Jervis nodded, his expression equally defeatist. “I know, sweetie. It’s a hard admission, but we all come to it at sometime.”
He held Miranda’s gaze for a moment, as they both looked at each other in grim assurance of Miranda’s sealed fate. The air became like dampened electricity, with the two coffee workers watching like mournful vultures circling the abyss below. Miranda heard a slow, funeral-like dirge playing slowly in her head, minor key in full force and piano meshing beautifully with deep horns.
Jervis was speaking the truth.
“But you can’t die! You’re my friend, and I’d be sad!”
Miranda and Jervis turned their heads slowly to regard Berry, her expression horrified and her hands lowering from her mouth towards her chin in shock.
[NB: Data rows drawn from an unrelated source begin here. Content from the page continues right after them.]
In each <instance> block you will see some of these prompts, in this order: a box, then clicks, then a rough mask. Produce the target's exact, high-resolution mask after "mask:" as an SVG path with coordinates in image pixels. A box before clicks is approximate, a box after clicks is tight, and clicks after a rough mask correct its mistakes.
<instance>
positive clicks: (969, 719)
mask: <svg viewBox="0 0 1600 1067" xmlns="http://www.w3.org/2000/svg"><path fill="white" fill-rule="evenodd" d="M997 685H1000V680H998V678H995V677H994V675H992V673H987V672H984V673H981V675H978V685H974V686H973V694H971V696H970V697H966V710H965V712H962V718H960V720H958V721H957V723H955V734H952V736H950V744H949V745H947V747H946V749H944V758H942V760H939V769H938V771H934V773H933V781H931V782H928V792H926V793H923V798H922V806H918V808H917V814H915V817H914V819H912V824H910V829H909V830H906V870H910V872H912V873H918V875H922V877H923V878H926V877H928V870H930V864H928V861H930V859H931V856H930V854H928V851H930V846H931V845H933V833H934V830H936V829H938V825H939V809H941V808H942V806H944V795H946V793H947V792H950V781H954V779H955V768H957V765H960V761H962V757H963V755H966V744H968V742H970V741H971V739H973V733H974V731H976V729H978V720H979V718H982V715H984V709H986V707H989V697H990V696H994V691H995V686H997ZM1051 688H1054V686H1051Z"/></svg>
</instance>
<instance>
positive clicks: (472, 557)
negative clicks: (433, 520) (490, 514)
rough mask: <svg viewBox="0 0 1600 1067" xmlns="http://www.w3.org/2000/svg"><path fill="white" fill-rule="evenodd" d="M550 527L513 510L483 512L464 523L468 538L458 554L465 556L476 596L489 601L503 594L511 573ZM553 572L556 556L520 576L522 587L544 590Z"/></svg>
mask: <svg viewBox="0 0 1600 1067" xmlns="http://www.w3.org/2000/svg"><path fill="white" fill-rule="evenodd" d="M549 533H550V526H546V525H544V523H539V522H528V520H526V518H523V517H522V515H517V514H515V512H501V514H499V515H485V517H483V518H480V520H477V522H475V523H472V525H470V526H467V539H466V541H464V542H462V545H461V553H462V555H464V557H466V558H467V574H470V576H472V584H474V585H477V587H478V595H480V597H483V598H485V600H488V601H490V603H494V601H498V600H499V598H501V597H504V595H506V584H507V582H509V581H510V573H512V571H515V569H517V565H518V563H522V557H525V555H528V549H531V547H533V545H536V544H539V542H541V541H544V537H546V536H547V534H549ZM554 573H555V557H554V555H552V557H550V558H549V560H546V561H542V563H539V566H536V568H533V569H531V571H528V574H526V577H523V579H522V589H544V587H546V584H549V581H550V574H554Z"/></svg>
The young girl’s pale grey eyes were wider than Miranda had ever seen them.
There was a pause, then the laughter that Miranda had felt when Jervis accosted her exploded outwards in a wave of hilarious reaction. Jervis joined in, laughing jovially and squinting his eyes shut as they burst out into jolly sounds. Miranda haphazardly put down the bills she’d been counting and walked over to Jervis, giving him a hug and still laughing herself sick.
It took Berry a few seconds to work out that she’d been duped, at which point she fixed Miranda with an icy, decidedly un-joking glare. “That wasn’t funny.”
“Are you kidding?” Jervis shouted through laughs. “That was the best thing I’ve heard all day!”
A shrill cry rang out from the back of the shop, where Mildred was running up EFTPOS receipts. “What’s going on out there?”
Miranda and Jervis turned and answered in unison. “Nothing, boss!”